The local costs of global climate change: spatial GDP downscaling under different climate scenarios
31.03.2023
Massimiliano Rizzati (Fondazione Eni Enrico Mattei), Gabriele Standardi (Ca’ Foscari University of Venice), Gianni Guastella (Fondazione Eni Enrico Mattei – Università Cattolica del Sacro Cuore di Brescia), Ramiro Parrado (Ca’ Foscari University of Venice), Francesco Bosello (Ca’ Foscari University of Venice), Stefano Pareglio (Fondazione Eni Enrico Mattei – Università Cattolica del Sacro Cuore di Brescia)
C15, Q54, R14
statistical downscaling, linear mixed model, sclimate change, adaptation costs, urban area projections
Taylor & Francis
"Spatial Economic Analysis", Volume 18, Issue 1 (2023)

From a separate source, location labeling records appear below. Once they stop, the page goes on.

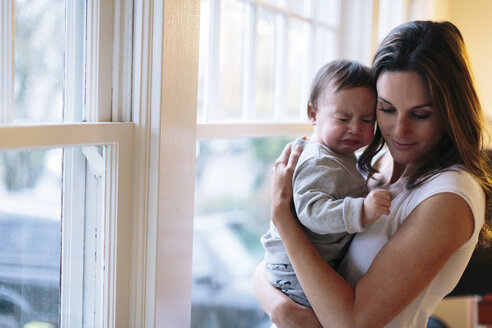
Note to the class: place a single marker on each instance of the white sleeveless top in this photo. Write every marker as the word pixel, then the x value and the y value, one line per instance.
pixel 367 244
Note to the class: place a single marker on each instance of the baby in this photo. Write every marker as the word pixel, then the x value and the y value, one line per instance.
pixel 329 192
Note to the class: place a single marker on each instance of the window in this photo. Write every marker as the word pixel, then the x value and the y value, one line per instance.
pixel 257 59
pixel 64 185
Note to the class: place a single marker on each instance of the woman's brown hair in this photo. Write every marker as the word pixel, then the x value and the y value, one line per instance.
pixel 436 51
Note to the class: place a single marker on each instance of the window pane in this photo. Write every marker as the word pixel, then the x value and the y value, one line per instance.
pixel 30 227
pixel 325 46
pixel 266 52
pixel 229 220
pixel 327 11
pixel 233 24
pixel 297 69
pixel 302 8
pixel 204 57
pixel 48 268
pixel 39 60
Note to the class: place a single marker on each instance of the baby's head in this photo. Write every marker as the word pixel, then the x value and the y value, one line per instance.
pixel 342 106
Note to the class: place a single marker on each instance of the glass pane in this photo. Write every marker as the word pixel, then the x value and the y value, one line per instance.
pixel 302 8
pixel 327 11
pixel 39 60
pixel 325 47
pixel 266 52
pixel 233 27
pixel 229 220
pixel 30 228
pixel 297 69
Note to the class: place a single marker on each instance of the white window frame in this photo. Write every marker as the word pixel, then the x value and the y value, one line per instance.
pixel 112 304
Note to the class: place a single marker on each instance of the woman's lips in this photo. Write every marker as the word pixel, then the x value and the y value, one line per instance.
pixel 350 142
pixel 403 146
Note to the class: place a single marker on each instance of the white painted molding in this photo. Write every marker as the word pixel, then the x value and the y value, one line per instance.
pixel 99 55
pixel 122 61
pixel 74 61
pixel 247 130
pixel 61 135
pixel 177 156
pixel 146 96
pixel 6 60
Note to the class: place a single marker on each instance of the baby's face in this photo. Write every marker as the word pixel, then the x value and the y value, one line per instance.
pixel 344 120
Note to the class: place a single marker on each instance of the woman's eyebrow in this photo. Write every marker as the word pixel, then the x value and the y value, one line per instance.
pixel 414 107
pixel 381 98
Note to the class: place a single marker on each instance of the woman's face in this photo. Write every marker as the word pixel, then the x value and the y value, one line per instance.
pixel 408 121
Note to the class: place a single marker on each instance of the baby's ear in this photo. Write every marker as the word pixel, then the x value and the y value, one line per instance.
pixel 312 114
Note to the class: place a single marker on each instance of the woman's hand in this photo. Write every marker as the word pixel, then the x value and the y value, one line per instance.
pixel 293 315
pixel 282 173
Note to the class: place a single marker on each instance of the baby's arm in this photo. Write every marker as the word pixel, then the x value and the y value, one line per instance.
pixel 376 203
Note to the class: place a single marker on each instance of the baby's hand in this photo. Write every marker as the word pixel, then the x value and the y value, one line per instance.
pixel 376 203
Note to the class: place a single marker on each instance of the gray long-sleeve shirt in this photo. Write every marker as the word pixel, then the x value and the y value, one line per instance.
pixel 328 197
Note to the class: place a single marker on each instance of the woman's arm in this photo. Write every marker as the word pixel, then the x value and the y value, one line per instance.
pixel 415 254
pixel 283 312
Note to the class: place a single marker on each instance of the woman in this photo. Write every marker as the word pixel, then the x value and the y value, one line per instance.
pixel 434 166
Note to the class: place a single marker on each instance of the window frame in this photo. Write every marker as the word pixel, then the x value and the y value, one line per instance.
pixel 111 308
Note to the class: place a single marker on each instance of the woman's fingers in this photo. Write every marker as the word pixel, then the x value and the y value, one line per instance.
pixel 294 157
pixel 284 156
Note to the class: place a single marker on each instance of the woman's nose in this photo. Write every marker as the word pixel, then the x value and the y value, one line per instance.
pixel 401 127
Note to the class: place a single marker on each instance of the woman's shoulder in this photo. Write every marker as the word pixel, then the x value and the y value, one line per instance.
pixel 456 180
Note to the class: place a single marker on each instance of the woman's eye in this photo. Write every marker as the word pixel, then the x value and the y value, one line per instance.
pixel 386 110
pixel 422 116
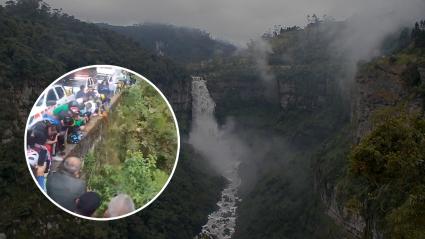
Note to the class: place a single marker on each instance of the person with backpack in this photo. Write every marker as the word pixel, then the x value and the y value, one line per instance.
pixel 37 154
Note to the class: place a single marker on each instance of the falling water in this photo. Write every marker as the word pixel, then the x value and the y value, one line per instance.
pixel 223 150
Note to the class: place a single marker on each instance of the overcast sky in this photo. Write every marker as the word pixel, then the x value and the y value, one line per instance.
pixel 233 20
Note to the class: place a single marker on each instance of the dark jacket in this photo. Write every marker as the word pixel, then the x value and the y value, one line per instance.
pixel 63 188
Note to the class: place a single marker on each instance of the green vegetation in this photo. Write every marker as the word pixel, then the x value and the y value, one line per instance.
pixel 40 44
pixel 138 150
pixel 389 162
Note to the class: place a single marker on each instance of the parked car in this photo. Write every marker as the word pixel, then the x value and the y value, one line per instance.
pixel 55 95
pixel 73 85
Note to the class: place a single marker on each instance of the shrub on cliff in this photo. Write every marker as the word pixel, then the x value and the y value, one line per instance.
pixel 390 161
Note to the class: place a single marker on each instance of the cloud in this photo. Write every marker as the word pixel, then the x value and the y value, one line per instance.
pixel 234 20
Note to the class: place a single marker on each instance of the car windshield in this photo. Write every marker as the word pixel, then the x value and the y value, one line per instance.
pixel 75 83
pixel 100 78
pixel 40 101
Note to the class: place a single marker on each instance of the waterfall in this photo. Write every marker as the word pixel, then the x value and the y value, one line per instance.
pixel 223 150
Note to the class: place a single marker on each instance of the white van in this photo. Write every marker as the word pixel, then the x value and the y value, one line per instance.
pixel 55 95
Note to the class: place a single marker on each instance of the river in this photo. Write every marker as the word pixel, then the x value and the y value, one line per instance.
pixel 222 150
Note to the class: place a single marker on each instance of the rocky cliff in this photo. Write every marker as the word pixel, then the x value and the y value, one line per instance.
pixel 382 83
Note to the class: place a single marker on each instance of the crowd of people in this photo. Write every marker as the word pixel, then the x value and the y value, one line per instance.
pixel 48 138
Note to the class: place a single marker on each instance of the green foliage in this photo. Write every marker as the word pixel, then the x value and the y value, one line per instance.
pixel 390 162
pixel 38 45
pixel 138 151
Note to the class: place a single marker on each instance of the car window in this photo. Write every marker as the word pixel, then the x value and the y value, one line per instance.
pixel 60 92
pixel 40 101
pixel 51 95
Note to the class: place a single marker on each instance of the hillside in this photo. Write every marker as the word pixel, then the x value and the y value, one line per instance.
pixel 182 44
pixel 40 44
pixel 309 183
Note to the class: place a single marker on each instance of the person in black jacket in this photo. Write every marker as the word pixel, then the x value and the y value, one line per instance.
pixel 65 185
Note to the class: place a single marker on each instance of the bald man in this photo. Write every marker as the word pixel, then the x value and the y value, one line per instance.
pixel 119 205
pixel 65 186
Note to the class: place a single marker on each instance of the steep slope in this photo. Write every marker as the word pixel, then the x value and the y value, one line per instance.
pixel 37 46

We present a tractable methodology to estimate climate change costs at a 1 × 1 km grid resolution. Climate change costs are obtained as projected gross domestic product (GDP) changes, under different global shared socio-economic pathway–representative concentration pathway (SSP-RCP) scenarios, from a regional (multiple European NUTS levels) version of the Intertemporal Computable Equilibrium System (ICES) model. Local costs are obtained by downscaling projected GDP according to urbanized area estimated by a grid-level model that accounts for fixed effects, such as population and location, and spatially clustered random effects at multiple hierarchical administrative levels. We produce a grid-level dataset of climate change economic impacts under different scenarios that can be used to compare the cost – in terms of GDP loss – of no adaptation and the benefits of investing in local adaptation.